Number two in the overall Spanish ratings race, Antena 3 takes the same route as Tele 5, dedicating around 15% of its schedule to teens and anchoring its teen slate with a daily afternoon soap. Nada es para siempre (Nothing is Forever), a half-hour co-pro with Galacia-based VideoVoz and Sky Quest TV, is broadcast at 2 p.m. from Monday to Friday to over two million viewers, garnering a 22.1% teen audience share. Controlled by Telefonica, the channel itself nets around 25.1% of the total teen demo. The series stars a group of students poised to enter the adult world of 9 to 5 work and responsibility, and each episode costs around US$20,000 to produce. Also in Antena 3’s teen lineup is an hour-long magazine called Desesperado Club Social, produced by BAT 3. Airing in an 11:20 a.m. slot on Saturdays, it includes music performances, interviews and newsy reports on topics of interest to teens-all presented by the Nokronos, sophisticated alien-fighting adolescent hosts.
In terms of foreign pick-ups, Antena 3 airs Disney offering Sabrina the Teenage Witch in a daily 2:30 p.m. slot that follows Nada es para siempre.
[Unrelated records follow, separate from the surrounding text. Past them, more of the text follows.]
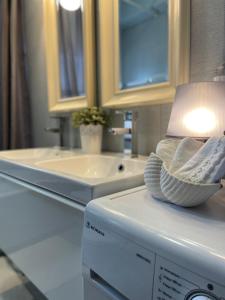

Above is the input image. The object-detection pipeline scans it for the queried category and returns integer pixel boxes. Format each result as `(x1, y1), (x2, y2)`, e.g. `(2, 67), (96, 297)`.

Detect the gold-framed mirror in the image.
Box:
(43, 0), (95, 113)
(98, 0), (190, 108)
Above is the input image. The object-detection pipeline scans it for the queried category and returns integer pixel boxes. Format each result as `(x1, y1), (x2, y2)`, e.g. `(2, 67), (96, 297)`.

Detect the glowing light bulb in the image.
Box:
(183, 107), (217, 134)
(58, 0), (81, 11)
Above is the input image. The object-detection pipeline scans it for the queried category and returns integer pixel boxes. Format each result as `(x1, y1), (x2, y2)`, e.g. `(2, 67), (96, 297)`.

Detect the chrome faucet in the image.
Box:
(45, 116), (66, 147)
(109, 111), (138, 158)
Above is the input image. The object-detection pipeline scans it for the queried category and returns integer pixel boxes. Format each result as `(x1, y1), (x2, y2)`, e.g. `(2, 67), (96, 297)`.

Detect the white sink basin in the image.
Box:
(0, 148), (71, 161)
(36, 155), (145, 179)
(0, 148), (147, 204)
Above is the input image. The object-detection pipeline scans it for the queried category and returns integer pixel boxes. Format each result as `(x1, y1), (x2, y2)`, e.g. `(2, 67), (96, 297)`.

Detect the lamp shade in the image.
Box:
(167, 81), (225, 138)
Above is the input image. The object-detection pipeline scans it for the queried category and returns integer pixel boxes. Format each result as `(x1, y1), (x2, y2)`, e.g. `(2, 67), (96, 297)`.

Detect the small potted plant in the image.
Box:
(72, 107), (107, 154)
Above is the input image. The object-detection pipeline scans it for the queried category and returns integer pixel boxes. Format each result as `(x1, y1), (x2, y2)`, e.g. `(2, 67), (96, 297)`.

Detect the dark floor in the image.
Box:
(0, 253), (47, 300)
The half-hour import nets 3.2 million viewers with a share of 28.8%. Overall, 40% of Antena 3’s teen sked is produced in-house, with 25% comprised of co-productions and 35% of acquisitions.
RTVE captures 19.1% of teen viewers, but unlike its on-air competitors, it does not currently carry specific programming for this demo. It concentrates, instead, on airing music fare like Musica, Si (Saturdays at noon on La Primera) and El Septimo de Caballeria (Wednesdays on La 2 at 10:30 p.m.), as well as Hyakutake (every day on La 2 from 5:45 p.m. to 7 p.m.), a block that mixes interviews with series like Touchstone TV’s half-hour sitcom Blossom and Marmalade Boy, an animated show produced by Japan-based Toei Animation. Currently, RTVE offers roughly 14 hours of teen programming a week.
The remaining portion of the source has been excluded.